Обстановка вокруг была такая же, как и почти всюду во французских деревенских кабачках. Среди нас принято было отзываться о ней пренебрежительно, с нажимом на отрицательные определения — «неряшливо», «безвкусно», «неуютно». Разумеется, там было много аляповатостей, и старинных, и современных, но каждый из этих кабачков хранил для меня неповторимое очарование сезанновских «Картежников».

Бледное лицо девушки вдруг показалось за стеклом двери, почти как лицо утопающей, что в последний раз всплывает к поверхности, прежде чем окончательно уйти под воду. Я испугался, вскочил, отворил ей дверь. В правой руке она с трудом удерживала бутылку и бокал, в левой — сифон с содовой. К немалому моему изумлению, сифон, который я у нее забрал, оказался прохладным на ощупь. Я спросил, как ей это удается в такую жару, на что она, ставя передо мной бокал и бутылку, спокойно объяснила, что сифоны они обычно держат в ручье. По-прежнему избегая моего взгляда, пробормотала:

— Позовете меня, если еще что-нибудь понадобится.

И собралась уходить.

Я тихо взмолился:

— Скажите мне только одно: вы всегда здесь? Вы — хозяйская дочка?

Лишь теперь она обернулась и посмотрела на меня прямо. Похоже, я все-таки вызвал на ее лице тень улыбки.

— Да, — ответила она. — Я всегда здесь.

— Тогда я хотел бы расплатиться сразу. Бутылку, если позволите, я потом возьму с собой, неизвестно, что ждет меня впереди, — сказал я, кивнув в сторону побережья.

— Там тоже есть кабачки, — равнодушно заметила она и передернула плечами. — Но если вам угодно…

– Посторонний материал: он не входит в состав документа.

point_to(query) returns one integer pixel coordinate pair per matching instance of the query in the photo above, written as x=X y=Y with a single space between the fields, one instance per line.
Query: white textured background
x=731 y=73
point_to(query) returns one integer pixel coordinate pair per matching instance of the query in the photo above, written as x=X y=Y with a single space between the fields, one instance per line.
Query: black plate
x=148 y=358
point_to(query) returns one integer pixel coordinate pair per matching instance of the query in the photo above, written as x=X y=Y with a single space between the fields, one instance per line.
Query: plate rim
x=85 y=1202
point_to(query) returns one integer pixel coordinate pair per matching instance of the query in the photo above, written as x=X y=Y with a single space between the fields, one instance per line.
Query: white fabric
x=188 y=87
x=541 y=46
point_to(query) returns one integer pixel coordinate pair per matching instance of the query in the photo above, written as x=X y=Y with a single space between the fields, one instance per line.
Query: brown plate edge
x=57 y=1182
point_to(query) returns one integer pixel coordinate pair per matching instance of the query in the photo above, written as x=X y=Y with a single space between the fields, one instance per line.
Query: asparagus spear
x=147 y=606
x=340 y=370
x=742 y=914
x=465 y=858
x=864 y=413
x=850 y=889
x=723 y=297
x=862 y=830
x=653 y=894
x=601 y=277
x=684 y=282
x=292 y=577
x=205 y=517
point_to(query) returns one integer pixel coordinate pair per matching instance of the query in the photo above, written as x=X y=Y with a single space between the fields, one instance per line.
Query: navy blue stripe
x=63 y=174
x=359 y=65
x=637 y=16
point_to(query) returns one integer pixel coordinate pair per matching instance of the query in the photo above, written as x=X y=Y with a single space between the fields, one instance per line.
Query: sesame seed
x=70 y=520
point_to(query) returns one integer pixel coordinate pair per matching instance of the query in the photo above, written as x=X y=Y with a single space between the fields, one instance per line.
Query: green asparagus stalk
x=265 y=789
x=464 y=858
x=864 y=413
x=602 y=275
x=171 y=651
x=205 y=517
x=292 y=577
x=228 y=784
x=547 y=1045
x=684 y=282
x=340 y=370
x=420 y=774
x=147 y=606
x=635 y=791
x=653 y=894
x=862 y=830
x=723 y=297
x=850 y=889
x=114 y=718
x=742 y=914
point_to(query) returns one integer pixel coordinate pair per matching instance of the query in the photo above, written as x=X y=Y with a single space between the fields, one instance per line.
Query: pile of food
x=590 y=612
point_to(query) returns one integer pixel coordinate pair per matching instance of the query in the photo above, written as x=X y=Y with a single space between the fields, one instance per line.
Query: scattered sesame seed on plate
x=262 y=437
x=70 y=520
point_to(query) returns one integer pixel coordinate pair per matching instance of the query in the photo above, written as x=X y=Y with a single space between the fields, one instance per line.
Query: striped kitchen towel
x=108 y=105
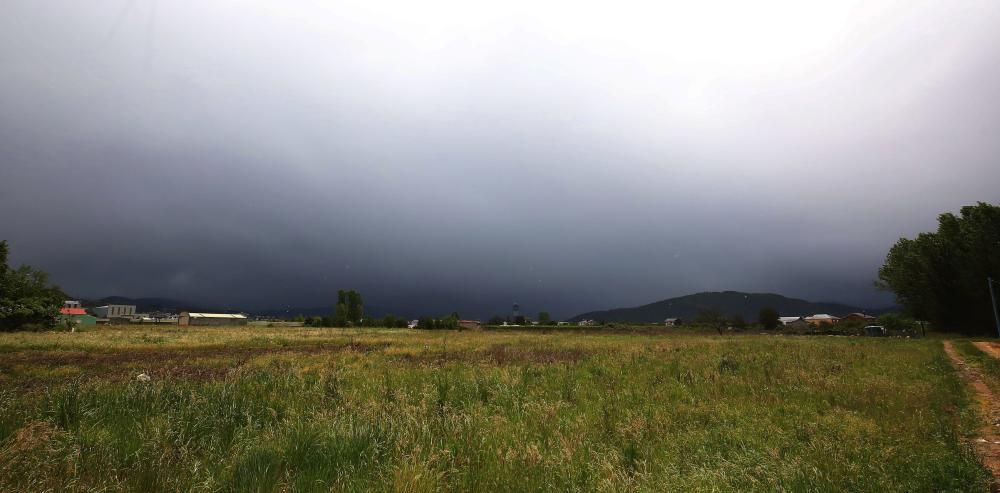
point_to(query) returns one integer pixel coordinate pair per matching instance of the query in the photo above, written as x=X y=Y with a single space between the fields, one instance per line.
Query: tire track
x=987 y=444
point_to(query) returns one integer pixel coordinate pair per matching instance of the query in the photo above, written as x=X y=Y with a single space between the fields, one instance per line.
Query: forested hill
x=727 y=303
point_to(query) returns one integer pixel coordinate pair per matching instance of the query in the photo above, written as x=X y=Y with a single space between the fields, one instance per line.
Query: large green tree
x=26 y=298
x=941 y=277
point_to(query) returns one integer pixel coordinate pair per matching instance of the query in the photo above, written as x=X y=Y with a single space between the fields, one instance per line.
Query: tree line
x=941 y=277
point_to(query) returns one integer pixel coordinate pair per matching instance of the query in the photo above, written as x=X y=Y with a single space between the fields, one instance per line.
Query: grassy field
x=237 y=409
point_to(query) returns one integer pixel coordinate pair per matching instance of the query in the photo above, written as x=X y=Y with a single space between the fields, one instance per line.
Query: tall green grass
x=500 y=412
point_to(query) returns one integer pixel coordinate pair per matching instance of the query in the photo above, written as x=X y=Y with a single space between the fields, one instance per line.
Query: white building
x=197 y=318
x=115 y=311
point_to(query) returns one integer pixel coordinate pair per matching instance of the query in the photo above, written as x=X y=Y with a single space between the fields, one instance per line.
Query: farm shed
x=78 y=316
x=794 y=323
x=821 y=319
x=193 y=318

Она прошла за стойку, и я понял, что она делает это лишь для того, чтобы избежать прикосновения моей руки, — обычно в таких заведениях не принято столь торжественно рассчитываться у кассы, деньги здесь просто передают из рук в руки. Она же подала мне сдачу на большом счете и холодно произнесла:

— До свиданья, мсье.

И я остался один. Приятно было вспоминать, как она сказала: «Я здесь всегда». Я сел, вытянул ноги, поел, попил, закурил. Когда бутылка наполовину опустела, я встал, уложил свой ранец, крикнул в сторону двери, что вела куда-то на кухню: «До свидания», — и вышел.

Тропа была трудная, с подъемами, вокруг ни души, только бескрайние луга со змейками пропадающих в них ручейков, кустарники, купы ив, пока наконец где-то вдали не завиднелся ровный ряд деревьев, высаженных, должно быть, вдоль прибрежной улицы. Я сделал еще один привал, перекурил под серым, квелым небом, а уж потом двинулся дальше — к бледным голубоватым очертаниям этих выстроившихся шеренгой деревьев.